Эстер трудно было согласиться с тем, что жизнь, идущая себе потихоньку, – это нечто, достойное радости. Но и возражать Ксеньке было бы абсолютным свинством. Лишенцам, какими числились Евдокия Кирилловна Иорданская с внучкой, незаметное течение жизни можно было считать несомненным благом.
Эстер знала, что Ксенька болезненно воспринимает клеймо, которым советская власть отметила ее с такой же неотменимостью, с какой судьба отметила ее всеми нынче презираемым поповским происхождением и соответствующей этому происхождению фамилией.
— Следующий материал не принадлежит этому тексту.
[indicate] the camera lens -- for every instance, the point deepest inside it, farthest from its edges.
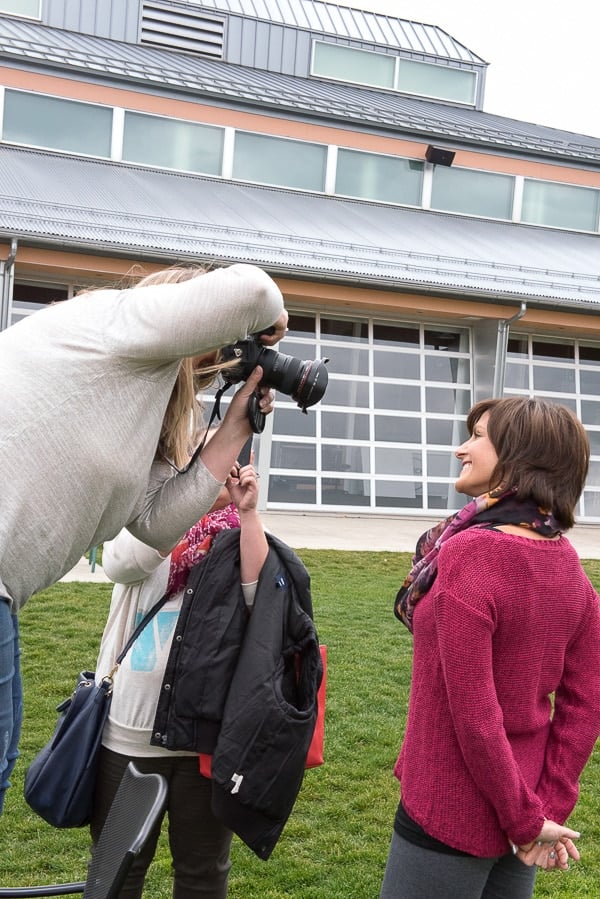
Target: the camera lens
(305, 382)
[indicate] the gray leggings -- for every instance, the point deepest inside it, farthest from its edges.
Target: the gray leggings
(416, 873)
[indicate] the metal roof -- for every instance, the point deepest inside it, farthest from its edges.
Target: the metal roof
(206, 80)
(349, 22)
(83, 204)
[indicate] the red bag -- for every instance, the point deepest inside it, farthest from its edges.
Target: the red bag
(314, 757)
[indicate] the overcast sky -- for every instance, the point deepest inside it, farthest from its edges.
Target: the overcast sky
(543, 55)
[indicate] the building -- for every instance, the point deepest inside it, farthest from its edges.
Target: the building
(434, 253)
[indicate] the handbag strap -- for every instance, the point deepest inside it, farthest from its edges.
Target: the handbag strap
(145, 620)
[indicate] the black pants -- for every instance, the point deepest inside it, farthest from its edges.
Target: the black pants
(199, 843)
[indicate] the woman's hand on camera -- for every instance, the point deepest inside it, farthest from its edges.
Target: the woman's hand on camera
(221, 451)
(239, 403)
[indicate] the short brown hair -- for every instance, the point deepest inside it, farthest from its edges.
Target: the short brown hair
(543, 451)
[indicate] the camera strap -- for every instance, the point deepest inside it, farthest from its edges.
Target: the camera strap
(255, 416)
Нет, конечно, Ксенька вовсе не презирала ни происхождение свое, ни фамилию, даже наоборот, гордилась ими. И невозможность принимать участие в выборах советской власти нисколько ее не угнетала. То ли дело Ревекка Аркадьевна, мама Эстер, – она прямо-таки извелась по дороге в Иркутск: а ну как не успеют взяться на учет по новому месту жительства и выборы пропустят?!
О выборах Ксенька не переживала, но вот о том, что ее бабушка на старости лет лишена не то что пенсии – о ней и мечтать не приходилось! – но даже продуктовых карточек, что сама она, тоже заветных карточек лишенная, с трудом находит кратковременную работу, которая только-только позволяет не умереть с голоду, и из-за этой поденной работы, за которую, конечно, надо благодарить Бога, редко выбирается в свои Вербилки, на фарфоровый завод, потому что там работу ей давать боятся, несмотря на ее несомненный, всем очевидный художественный талант, – обо всем этом Ксенька переживала очень.